The location did not look familiar to me and there were no famous buildings in the background, readable street signs or other easy wins to quickly figure out the location. The building across the plaza did have a kind of interesting shape and colors, so the first thing I tried was to cut out a piece of the picture with part of the building clearly visible without obstructions, and upload it to Google’s reverse image search. It is quite impressive, and almost eerie, what Google can recognize in images. This time however, I had no luck. I also tried with a crop of the walkway pattern in the lower area of the picture, but no luck there either.
Next step was to zoom in on the image and comb it for any details that could give me a hint to its location. This was when I spotted the store signs in the lower right corner of the image:
I was lucky to know that Expert is an electronics store from my time living in Denmark and, assuming that Expert only has stores in Denmark, I wondered if it could be somewhere in Copenhagen perhaps. A quick Google search led me to the company’s Wikipedia article which stated that Expert operates in several countries a part from Denmark:
This made the list of potential places quite a bit bigger, but at least it was narrowed down to a handful of countries. I combed through the picture once more to find any other details I could pair with this information and pretty quickly spotted a sign for a place called “Gold Mountain” right next to the Expert shop:
I had never heard of Gold Mountain before, and it was my hope that this would be a bit more unique than Expert. I made the assumption that he was most likely in a capital city, or at least a bigger city, in one of the countries where Expert operates. My plan was now to perform a search for Gold Mountain combined with the capital city name for each country in the list:
Bingo! I was lucky that the capital for the first country in the list yielded a result that looked like the right place. The Google Streetview image to the right of the search results looked like it had the funnily shaped building in the background, and sure enough, clicking on it landed me straight on the plaza in the picture!

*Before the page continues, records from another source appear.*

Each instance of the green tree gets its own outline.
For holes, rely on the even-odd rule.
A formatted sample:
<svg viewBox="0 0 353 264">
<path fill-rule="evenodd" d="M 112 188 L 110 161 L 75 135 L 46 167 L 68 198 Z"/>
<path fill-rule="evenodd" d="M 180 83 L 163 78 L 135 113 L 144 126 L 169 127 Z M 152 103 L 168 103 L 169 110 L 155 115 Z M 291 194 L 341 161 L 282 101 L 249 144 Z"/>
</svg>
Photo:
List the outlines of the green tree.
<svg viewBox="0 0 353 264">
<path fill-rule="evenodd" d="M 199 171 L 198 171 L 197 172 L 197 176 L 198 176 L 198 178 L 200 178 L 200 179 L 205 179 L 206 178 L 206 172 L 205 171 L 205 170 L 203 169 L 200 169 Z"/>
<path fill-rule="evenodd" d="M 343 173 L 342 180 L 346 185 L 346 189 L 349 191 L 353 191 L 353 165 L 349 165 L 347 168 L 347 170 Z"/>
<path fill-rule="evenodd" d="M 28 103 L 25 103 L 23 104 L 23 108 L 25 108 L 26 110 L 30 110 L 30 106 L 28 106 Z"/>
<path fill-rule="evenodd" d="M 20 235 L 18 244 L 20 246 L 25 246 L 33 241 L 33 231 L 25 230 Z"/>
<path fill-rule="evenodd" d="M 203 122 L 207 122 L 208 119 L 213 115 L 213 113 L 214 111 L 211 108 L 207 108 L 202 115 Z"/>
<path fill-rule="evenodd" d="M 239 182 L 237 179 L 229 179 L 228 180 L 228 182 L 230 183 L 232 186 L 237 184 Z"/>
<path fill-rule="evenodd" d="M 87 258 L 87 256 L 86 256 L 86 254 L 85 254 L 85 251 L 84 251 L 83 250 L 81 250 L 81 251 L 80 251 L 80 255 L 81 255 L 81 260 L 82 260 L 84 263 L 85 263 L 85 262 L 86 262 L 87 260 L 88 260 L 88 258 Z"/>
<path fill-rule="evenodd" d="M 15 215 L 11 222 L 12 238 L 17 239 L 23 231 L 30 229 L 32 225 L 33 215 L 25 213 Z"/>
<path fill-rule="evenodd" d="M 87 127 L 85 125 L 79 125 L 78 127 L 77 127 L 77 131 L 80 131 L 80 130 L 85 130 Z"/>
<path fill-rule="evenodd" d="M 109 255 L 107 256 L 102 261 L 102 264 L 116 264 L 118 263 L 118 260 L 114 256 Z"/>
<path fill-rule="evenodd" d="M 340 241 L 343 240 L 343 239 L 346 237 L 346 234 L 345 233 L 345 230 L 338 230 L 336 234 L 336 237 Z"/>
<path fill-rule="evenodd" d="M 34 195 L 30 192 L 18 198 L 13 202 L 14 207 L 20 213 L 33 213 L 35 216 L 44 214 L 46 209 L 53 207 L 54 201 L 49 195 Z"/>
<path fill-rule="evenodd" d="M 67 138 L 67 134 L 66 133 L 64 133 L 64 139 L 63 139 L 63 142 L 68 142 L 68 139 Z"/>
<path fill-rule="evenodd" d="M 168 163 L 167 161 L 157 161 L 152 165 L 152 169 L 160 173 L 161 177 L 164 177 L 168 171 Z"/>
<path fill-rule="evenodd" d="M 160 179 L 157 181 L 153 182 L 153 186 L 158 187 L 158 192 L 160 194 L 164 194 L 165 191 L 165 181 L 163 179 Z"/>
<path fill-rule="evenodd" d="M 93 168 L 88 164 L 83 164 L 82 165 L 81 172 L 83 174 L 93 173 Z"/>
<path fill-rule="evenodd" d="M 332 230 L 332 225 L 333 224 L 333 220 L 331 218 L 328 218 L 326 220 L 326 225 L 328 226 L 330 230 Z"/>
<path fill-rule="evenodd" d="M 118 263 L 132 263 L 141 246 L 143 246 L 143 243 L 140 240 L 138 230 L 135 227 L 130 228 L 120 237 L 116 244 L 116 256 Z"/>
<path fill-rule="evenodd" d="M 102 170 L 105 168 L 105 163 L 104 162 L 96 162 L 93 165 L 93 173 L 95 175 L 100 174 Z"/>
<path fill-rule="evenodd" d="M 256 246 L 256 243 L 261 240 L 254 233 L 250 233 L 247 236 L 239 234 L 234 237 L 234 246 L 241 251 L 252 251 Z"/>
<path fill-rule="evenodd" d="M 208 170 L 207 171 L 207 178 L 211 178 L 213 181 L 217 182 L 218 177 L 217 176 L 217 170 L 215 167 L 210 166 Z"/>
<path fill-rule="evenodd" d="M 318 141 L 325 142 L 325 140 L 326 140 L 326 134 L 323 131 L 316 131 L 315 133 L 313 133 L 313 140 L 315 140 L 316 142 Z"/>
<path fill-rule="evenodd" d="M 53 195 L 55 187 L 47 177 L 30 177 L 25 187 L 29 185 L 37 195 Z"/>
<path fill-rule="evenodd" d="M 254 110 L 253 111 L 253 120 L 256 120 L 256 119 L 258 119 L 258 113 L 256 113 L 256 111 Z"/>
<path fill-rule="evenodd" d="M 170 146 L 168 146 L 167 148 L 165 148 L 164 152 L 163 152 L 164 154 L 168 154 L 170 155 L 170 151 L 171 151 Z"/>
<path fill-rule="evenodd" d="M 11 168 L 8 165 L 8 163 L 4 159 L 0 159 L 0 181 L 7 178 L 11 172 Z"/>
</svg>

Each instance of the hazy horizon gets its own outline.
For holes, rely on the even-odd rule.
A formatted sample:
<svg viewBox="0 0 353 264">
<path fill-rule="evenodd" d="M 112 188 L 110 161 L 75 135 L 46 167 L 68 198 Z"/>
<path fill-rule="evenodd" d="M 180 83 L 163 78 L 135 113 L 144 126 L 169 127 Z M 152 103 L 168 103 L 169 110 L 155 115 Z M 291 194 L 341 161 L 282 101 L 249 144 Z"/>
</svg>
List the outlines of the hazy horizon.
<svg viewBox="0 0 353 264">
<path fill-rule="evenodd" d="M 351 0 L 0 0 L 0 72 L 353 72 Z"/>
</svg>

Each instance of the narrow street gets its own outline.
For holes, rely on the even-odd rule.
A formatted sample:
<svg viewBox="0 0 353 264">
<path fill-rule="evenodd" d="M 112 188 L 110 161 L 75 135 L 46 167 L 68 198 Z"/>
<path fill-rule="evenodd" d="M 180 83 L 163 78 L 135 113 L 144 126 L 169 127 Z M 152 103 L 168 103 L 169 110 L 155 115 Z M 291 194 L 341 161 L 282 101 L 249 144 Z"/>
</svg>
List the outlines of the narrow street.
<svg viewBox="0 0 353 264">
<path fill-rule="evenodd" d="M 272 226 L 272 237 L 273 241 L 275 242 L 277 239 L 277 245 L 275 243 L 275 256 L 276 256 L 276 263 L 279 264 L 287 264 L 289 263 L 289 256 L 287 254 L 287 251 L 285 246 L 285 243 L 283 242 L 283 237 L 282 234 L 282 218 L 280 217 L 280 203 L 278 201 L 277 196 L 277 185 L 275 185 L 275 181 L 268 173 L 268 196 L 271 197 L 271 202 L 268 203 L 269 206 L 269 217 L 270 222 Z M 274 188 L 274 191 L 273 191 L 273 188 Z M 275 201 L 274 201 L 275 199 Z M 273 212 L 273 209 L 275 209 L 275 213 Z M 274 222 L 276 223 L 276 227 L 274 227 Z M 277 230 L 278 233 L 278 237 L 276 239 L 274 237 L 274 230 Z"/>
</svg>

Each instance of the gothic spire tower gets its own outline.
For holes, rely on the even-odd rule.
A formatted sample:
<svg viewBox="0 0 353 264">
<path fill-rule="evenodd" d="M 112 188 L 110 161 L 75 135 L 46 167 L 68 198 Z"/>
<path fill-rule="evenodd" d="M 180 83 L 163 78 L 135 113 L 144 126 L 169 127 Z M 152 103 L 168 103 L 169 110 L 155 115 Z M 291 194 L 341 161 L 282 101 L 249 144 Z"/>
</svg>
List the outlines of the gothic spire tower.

I pretty quickly determined the direction that the picture was taken from and tweeted at Maks Czuperski:
After a while he replied and asked me to be more precise. I tried to narrow it down further:
I managed to narrow it down to a couple of windows where the picture could have been taken from, which I think was pretty cool. It was a super fun exercise and I wish someone would arrange daily or weekly geolocation challenges like this!
If you find this sort of stuff interesting, you should definitely check out Bellingcat’s articles and guides. In case you haven’t heard of them, here’s a short description of what they are about, from their own website:
Bellingcat uses open source and social media investigation to investigate a variety of subjects, from Mexican drug lords to conflicts being fought across the world. Bellingcat brings together contributors who specialise in open source and social media investigation, and creates guides and case studies so others may learn to do the same.
As a little bonus to my investigation, I later came across the following tweet:
The picture shows Maks Czuperski doing a presentation on geolocation stuff at the Norwegian Atlantic Committee. He apparently used his geolocation challenge tweet as part of his presentation, to demonstrate how quickly someone could find him. Pretty cool!